- Contributed by
- Wakefield Libraries & Information Services
- People in story:
- June Downing
- Background to story:
- Article ID:
- Contributed on:
- 11 January 2005
This story was submitted to the People's War Site by Bridie Wright of Wakefield Libraries and Information Services on behalf of June Downing and has been added to the site with her permission. The author fully understands the site's terms and conditions.
I was only six when the war started, but what I do remember is being very frightened of the search lights at night. I used to visit relations in Sheffield and I remember hearing the bombs dropping. I would probably have been around eleven. We went to town in the morning and all the shops we used to visit had been flattened.
I used to go to school with my gas mask and although I was scared I really had no concept of how serious the war was. Now I feel somewhat overwhelmed that I actually lived through the war years.

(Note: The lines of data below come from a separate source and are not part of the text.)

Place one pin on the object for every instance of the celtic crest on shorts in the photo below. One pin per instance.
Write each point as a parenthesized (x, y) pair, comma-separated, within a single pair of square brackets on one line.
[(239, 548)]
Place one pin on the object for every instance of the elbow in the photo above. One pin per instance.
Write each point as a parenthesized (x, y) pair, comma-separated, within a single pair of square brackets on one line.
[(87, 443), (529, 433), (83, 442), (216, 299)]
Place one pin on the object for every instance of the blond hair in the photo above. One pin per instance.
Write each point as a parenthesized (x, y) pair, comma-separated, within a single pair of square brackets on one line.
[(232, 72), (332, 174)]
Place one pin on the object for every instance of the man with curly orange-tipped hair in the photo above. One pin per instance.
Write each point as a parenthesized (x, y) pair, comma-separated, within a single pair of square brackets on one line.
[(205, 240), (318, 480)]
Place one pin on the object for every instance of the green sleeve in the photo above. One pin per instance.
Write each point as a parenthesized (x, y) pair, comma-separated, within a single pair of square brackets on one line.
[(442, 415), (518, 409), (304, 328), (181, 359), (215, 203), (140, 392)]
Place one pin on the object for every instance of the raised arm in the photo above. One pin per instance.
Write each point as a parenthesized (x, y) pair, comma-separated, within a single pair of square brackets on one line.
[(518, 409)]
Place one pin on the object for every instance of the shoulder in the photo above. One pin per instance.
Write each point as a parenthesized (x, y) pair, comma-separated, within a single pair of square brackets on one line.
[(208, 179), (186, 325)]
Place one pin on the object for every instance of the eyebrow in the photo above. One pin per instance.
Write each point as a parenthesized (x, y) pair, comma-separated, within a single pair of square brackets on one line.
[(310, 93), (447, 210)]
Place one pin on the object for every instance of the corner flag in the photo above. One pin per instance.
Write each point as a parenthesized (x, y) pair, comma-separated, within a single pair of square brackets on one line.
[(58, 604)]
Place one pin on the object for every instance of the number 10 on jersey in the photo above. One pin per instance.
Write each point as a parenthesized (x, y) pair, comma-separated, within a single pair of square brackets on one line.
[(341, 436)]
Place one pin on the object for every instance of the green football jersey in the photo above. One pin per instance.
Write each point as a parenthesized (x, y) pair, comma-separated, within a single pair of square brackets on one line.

My father’s sister and brother lived in Jersey during the occupation and I can remember them coming back once Jersey had been liberated to stay with us. They came with only what they stood in. They lost their business and their beautiful house. They had a taxi business and the Germans took everything. Only recently have I realised how bad it must have been for them.
The smell of the gas mask takes me right back to school — we used to hate them!
The vegetable gardens were dug out at school and were made into a long shelter and we used to go down, thinking it was fun because we were out of lessons. But we were made to wear our gas masks!
I remember the ration books and that lots of food wasn’t available. Prunes and custard was a treat for Sunday tea. The only fruit I can remember having was apples and the pear I scrumped from a local orchard.
The Calder Inn at Horbury Junction was a billet for soldiers — my sister, who is 12 years older than me, seemed to be more interested in them than me.